# Duplicate Bolt HDD questions



## mayor (Oct 31, 2018)

I have the Bolt, with an external HDD in an external enclosure, hooked up to the SATA port through a cable, because the original 2.5" drive failed. I want to duplicate the current HDD to a new drive. If I use a duplicator, what steps do I need to do? Does the new blank drive need to be formatted in a certain way before starting? I have a Windows PC, if that is needed info. 
Thanks for looking and hopefully guiding me a bit.


----------



## ThAbtO (Apr 6, 2000)

No formatting....

If you were to duplicate the drive, it would be the same size (should the newer drive is bigger) ... You should use MFSTools 3.x to copy and expand.


----------



## V7Goose (May 28, 2005)

You should give us more information about what you are trying to do. WHY are you duplicating the drive? If going to a larger drive, MFSTools is easy and best option (in my opinion). If just making an exact copy on same size new drive, MFSTools will work, but so will a cloning dock.

Be aware that you can easily loose ALL recordings on a Bolt by swapping drives if you do not understand what you are doing.

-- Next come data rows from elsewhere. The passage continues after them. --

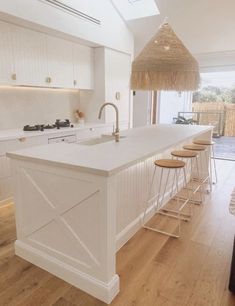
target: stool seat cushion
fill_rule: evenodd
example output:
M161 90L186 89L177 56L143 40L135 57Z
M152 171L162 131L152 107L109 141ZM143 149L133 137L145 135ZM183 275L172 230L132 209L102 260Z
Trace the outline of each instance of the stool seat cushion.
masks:
M205 145L205 146L213 146L215 144L212 140L205 140L205 139L195 139L193 141L194 144L198 145Z
M193 158L198 155L198 152L190 150L178 150L178 151L172 151L171 155L182 158Z
M185 166L185 162L182 160L175 159L158 159L154 162L154 164L158 167L162 168L183 168Z
M183 148L186 149L186 150L192 150L192 151L204 151L204 150L206 150L206 146L197 145L197 144L185 145L185 146L183 146Z

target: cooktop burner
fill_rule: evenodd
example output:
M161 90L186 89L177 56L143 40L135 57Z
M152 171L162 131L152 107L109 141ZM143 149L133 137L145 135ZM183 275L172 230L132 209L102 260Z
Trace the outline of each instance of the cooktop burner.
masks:
M56 125L55 124L46 124L46 125L43 125L43 128L46 129L46 130L55 129Z
M36 125L25 125L23 128L24 131L43 131L43 124L36 124Z
M32 131L44 131L49 129L60 129L63 127L73 127L73 124L69 121L69 119L60 120L56 119L55 124L35 124L35 125L25 125L23 130L32 132Z
M65 120L56 119L55 125L56 125L57 128L69 127L70 126L70 121L69 121L69 119L65 119Z

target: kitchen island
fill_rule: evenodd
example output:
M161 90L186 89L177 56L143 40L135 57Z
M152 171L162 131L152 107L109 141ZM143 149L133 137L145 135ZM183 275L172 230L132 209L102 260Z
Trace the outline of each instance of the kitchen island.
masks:
M141 227L154 160L211 135L208 126L156 125L124 131L119 143L9 152L16 254L110 303L119 292L115 254Z

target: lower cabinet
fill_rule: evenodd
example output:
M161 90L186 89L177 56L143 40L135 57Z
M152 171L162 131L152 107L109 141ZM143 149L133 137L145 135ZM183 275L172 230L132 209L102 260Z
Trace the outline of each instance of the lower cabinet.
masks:
M12 177L8 158L0 156L0 203L12 197Z
M0 205L7 203L13 196L11 166L6 152L47 143L48 137L46 135L0 142Z
M99 137L102 134L110 134L113 131L112 125L90 127L77 130L76 133L61 131L61 133L41 135L28 138L0 141L0 205L8 202L13 195L12 175L9 159L6 152L40 146L52 142L81 142L85 139ZM76 134L76 135L75 135Z

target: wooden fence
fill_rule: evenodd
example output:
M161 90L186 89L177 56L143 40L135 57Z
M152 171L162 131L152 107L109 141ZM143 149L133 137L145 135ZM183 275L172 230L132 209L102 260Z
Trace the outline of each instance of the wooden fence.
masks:
M194 102L193 112L201 112L199 124L214 125L224 136L235 136L235 104Z
M226 104L224 136L235 136L235 105Z

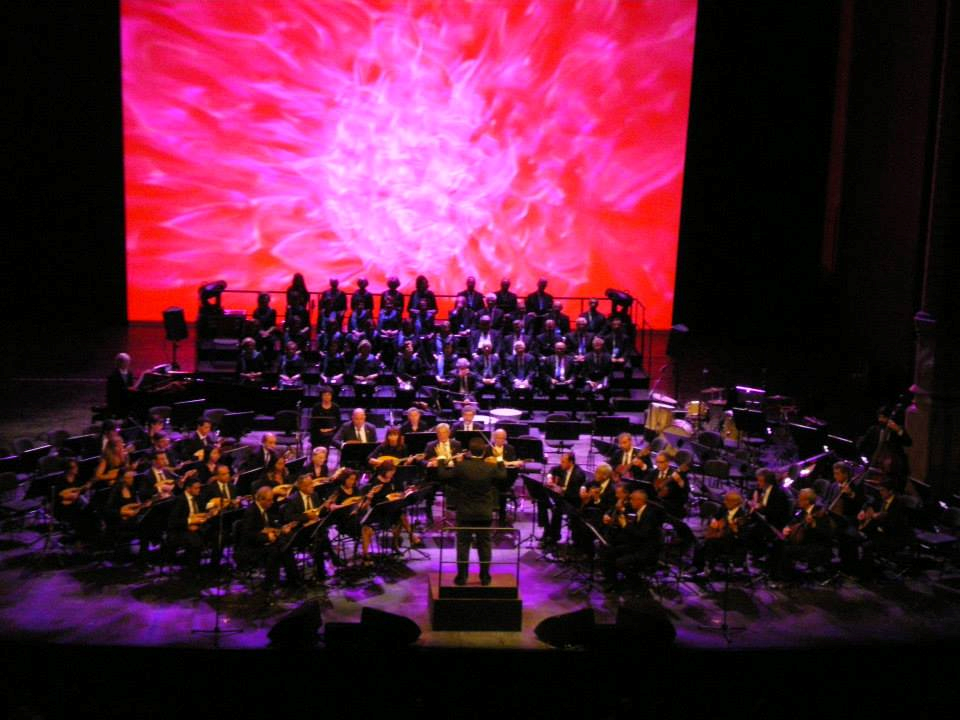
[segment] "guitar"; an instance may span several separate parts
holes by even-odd
[[[395,455],[381,455],[380,457],[375,457],[370,459],[370,464],[376,464],[377,466],[383,465],[384,463],[391,462],[395,466],[400,465],[409,465],[412,462],[418,462],[423,460],[426,455],[424,453],[417,453],[416,455],[407,455],[406,457],[396,457]]]
[[[726,517],[722,517],[719,520],[714,518],[710,521],[710,525],[707,527],[706,533],[704,533],[704,539],[721,540],[731,535],[734,537],[739,537],[740,531],[743,529],[743,526],[747,523],[748,519],[749,516],[746,514],[741,514],[738,517],[735,517],[733,522],[729,522]]]

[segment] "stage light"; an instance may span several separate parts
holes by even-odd
[[[267,633],[271,647],[309,648],[320,640],[323,616],[318,600],[307,600],[274,623]]]

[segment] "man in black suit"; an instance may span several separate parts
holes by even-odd
[[[475,398],[480,378],[470,370],[470,361],[466,358],[457,358],[453,375],[450,376],[450,390],[460,393],[465,398]]]
[[[497,307],[504,314],[504,318],[516,319],[518,312],[517,294],[510,292],[509,278],[500,281],[500,289],[494,293],[497,298]]]
[[[466,290],[457,293],[458,298],[463,298],[464,305],[478,312],[483,307],[483,295],[477,290],[477,280],[474,277],[467,278]]]
[[[320,296],[320,313],[317,316],[317,332],[332,333],[343,329],[343,316],[347,313],[347,294],[340,289],[340,281],[330,278],[330,287]]]
[[[638,483],[645,480],[645,474],[654,470],[650,446],[636,447],[633,436],[628,432],[617,436],[617,449],[610,455],[610,465],[620,470],[620,477],[630,484],[631,490],[640,489]],[[649,481],[645,489],[650,490],[652,487],[653,481]]]
[[[280,525],[273,504],[273,490],[269,487],[257,490],[254,502],[240,520],[237,559],[241,563],[263,563],[266,567],[264,590],[270,590],[276,584],[280,565],[286,572],[288,585],[296,586],[301,582],[293,551],[288,547],[290,532]]]
[[[589,399],[591,409],[596,409],[598,405],[608,407],[613,363],[610,361],[610,355],[604,350],[603,338],[593,338],[591,352],[584,358],[582,368],[583,393]]]
[[[500,358],[493,352],[493,346],[480,346],[480,356],[473,361],[473,372],[480,379],[477,386],[477,397],[493,397],[499,405],[503,397],[503,388],[500,386]]]
[[[491,464],[483,459],[486,443],[481,438],[470,441],[470,453],[452,467],[440,471],[440,478],[447,484],[449,492],[456,498],[457,525],[459,527],[478,528],[477,530],[457,531],[457,575],[453,582],[464,585],[470,561],[470,545],[477,546],[480,560],[480,583],[491,582],[490,560],[491,538],[489,528],[493,523],[493,509],[497,506],[497,483],[507,476],[502,463]]]
[[[543,533],[544,544],[560,542],[560,530],[563,526],[563,516],[577,511],[580,507],[580,488],[587,480],[586,474],[580,468],[572,451],[568,450],[560,456],[560,464],[550,469],[544,483],[548,490],[556,494],[553,513]]]
[[[247,455],[243,469],[256,470],[271,467],[278,457],[280,457],[280,451],[277,449],[277,436],[271,432],[264,433],[260,439],[260,447]]]
[[[233,482],[230,466],[226,463],[219,463],[214,470],[213,477],[210,478],[203,490],[200,491],[200,504],[206,510],[211,501],[216,500],[220,507],[220,514],[223,517],[217,517],[210,520],[207,528],[207,537],[210,540],[212,557],[210,564],[216,567],[220,564],[223,557],[223,546],[229,540],[229,532],[233,527],[233,522],[237,518],[239,510],[236,507],[237,486]],[[233,504],[231,504],[233,503]],[[220,534],[220,524],[223,523],[223,535]]]
[[[197,420],[197,429],[180,440],[180,457],[185,460],[202,459],[203,451],[213,445],[213,438],[210,436],[212,429],[213,425],[209,420]]]
[[[593,479],[588,480],[580,488],[580,512],[577,521],[571,525],[570,534],[574,546],[588,558],[593,557],[594,535],[586,527],[590,524],[594,529],[602,527],[603,516],[617,501],[616,483],[613,479],[613,468],[608,463],[600,463],[593,471]]]
[[[551,405],[558,396],[563,396],[571,404],[577,399],[577,385],[580,376],[570,356],[567,355],[566,343],[558,342],[554,345],[553,355],[544,360],[541,376],[544,389],[550,396]],[[573,409],[572,417],[576,418],[576,406],[571,405],[571,407]]]
[[[877,486],[880,494],[880,509],[868,506],[858,515],[857,521],[867,537],[864,546],[864,563],[872,560],[875,552],[890,552],[903,548],[910,537],[910,518],[907,508],[889,479]]]
[[[593,335],[587,330],[585,317],[577,318],[576,328],[567,335],[567,347],[573,353],[575,362],[583,364],[586,361],[587,354],[593,349]]]
[[[747,510],[743,505],[743,496],[736,490],[726,493],[723,496],[723,507],[710,519],[703,544],[698,545],[693,552],[693,567],[701,572],[719,556],[738,550],[745,553],[743,544],[746,520]]]
[[[500,331],[493,329],[489,315],[481,315],[477,328],[470,333],[470,354],[479,355],[482,345],[490,345],[494,355],[500,354]]]
[[[345,422],[333,436],[333,444],[338,448],[346,442],[377,442],[377,429],[367,422],[367,411],[363,408],[354,409],[350,415],[350,422]]]
[[[130,356],[119,353],[116,367],[107,376],[107,411],[111,417],[125,418],[130,414],[130,392],[136,385],[130,371]]]
[[[462,296],[454,301],[453,309],[447,315],[447,322],[450,323],[450,332],[454,335],[461,333],[470,333],[476,324],[476,314],[467,307],[466,300]]]
[[[532,399],[538,371],[537,359],[527,352],[526,343],[517,340],[513,344],[513,355],[507,358],[506,365],[506,380],[510,397],[514,400]]]
[[[380,360],[371,354],[370,343],[361,340],[357,345],[357,354],[350,364],[350,375],[353,376],[353,394],[357,398],[370,398],[377,389],[377,380],[383,370]]]
[[[500,521],[501,526],[506,526],[507,494],[510,488],[513,487],[513,483],[516,482],[518,469],[522,467],[523,463],[517,462],[517,450],[507,442],[506,430],[502,428],[494,430],[490,436],[490,441],[491,444],[486,449],[484,457],[494,458],[498,463],[504,463],[504,467],[507,468],[507,477],[497,486],[497,491],[500,496],[497,504],[497,519]]]
[[[650,567],[660,555],[663,537],[661,519],[656,508],[647,503],[647,493],[630,493],[629,513],[607,515],[604,522],[611,527],[610,545],[603,549],[603,577],[608,586],[617,582],[617,574]]]
[[[380,307],[383,308],[389,302],[397,313],[402,315],[403,293],[398,290],[399,287],[400,278],[393,275],[387,278],[387,289],[380,293]]]
[[[439,423],[434,431],[437,439],[427,443],[423,451],[423,462],[427,467],[427,478],[437,479],[438,471],[451,464],[452,458],[460,454],[461,445],[458,440],[450,438],[450,426]],[[433,524],[433,502],[437,496],[436,490],[428,490],[424,496],[425,516],[427,524]]]
[[[170,509],[167,520],[167,542],[176,552],[184,549],[186,563],[184,567],[191,572],[200,568],[200,554],[203,552],[202,525],[191,523],[191,516],[204,512],[200,501],[201,484],[196,476],[184,481],[183,495],[178,495]]]
[[[756,513],[766,523],[753,526],[750,544],[755,554],[764,555],[769,543],[775,538],[771,526],[780,530],[790,519],[790,499],[780,487],[777,474],[770,468],[760,468],[756,473],[757,489],[753,491],[750,503],[751,512]]]
[[[557,330],[564,335],[570,334],[570,316],[563,311],[563,303],[554,301],[553,307],[550,309],[550,317],[553,318]]]
[[[536,292],[527,295],[523,305],[528,313],[533,313],[536,316],[537,326],[539,327],[542,319],[546,317],[547,313],[553,308],[553,295],[547,292],[547,281],[545,278],[540,278],[537,281]]]
[[[321,517],[320,511],[324,499],[314,491],[313,478],[310,475],[301,475],[297,479],[297,491],[290,493],[287,502],[283,506],[283,522],[297,522],[300,526],[306,525],[300,531],[300,535],[293,541],[291,550],[304,548],[310,545],[313,551],[313,574],[317,580],[325,580],[327,569],[324,565],[324,558],[329,555],[330,559],[337,564],[339,558],[333,552],[330,545],[330,538],[327,535],[326,526],[316,529],[316,521]],[[313,523],[307,525],[307,523]],[[316,535],[314,535],[316,532]],[[311,538],[313,542],[310,543]]]
[[[558,342],[563,342],[563,333],[557,330],[557,324],[553,318],[547,318],[543,324],[543,332],[536,336],[537,347],[534,352],[540,357],[549,357],[553,355]]]
[[[590,301],[590,309],[580,316],[587,321],[587,332],[594,335],[599,335],[607,327],[607,318],[600,312],[599,307],[600,301],[593,298]]]
[[[477,416],[477,408],[473,405],[464,405],[463,410],[460,412],[460,419],[453,424],[453,432],[459,432],[460,430],[466,430],[471,432],[473,430],[481,430],[483,423],[478,422],[474,418]]]
[[[407,419],[400,426],[400,434],[427,432],[430,428],[423,421],[423,413],[420,408],[411,407],[406,412]]]

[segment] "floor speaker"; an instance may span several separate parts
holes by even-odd
[[[318,600],[307,600],[277,620],[267,633],[272,647],[313,647],[320,639],[317,634],[323,625]]]

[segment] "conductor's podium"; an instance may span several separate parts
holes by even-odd
[[[453,574],[430,573],[430,621],[434,630],[519,632],[523,615],[517,577],[492,574],[489,585],[471,574],[465,585],[454,585]]]

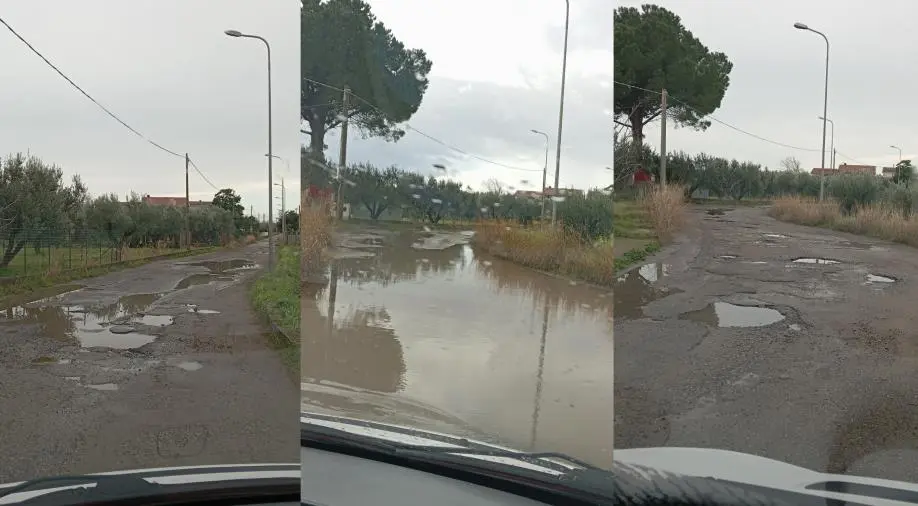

If you clone the drive, then the new clone should boot just fine and still have the recordings, but if you then try to put the last drive back in (the one that you cloned), it will wipe that drive, and then if you try to go back to the clone, it will wipe that drive too!


----------



## jmbach (Jan 1, 2009)

mayor said:


> I have the Bolt, with an external HDD in an external enclosure, hooked up to the SATA port through a cable, because the original 2.5" drive failed. I want to duplicate the current HDD to a new drive. If I use a duplicator, what steps do I need to do? Does the new blank drive need to be formatted in a certain way before starting? I have a Windows PC, if that is needed info.
> Thanks for looking and hopefully guiding me a bit.


As ThAbtO stated.
A duplicator needs no prep to duplicate the drive. It copies bit for bit. The target drive should be as large or larger than the source drive.


----------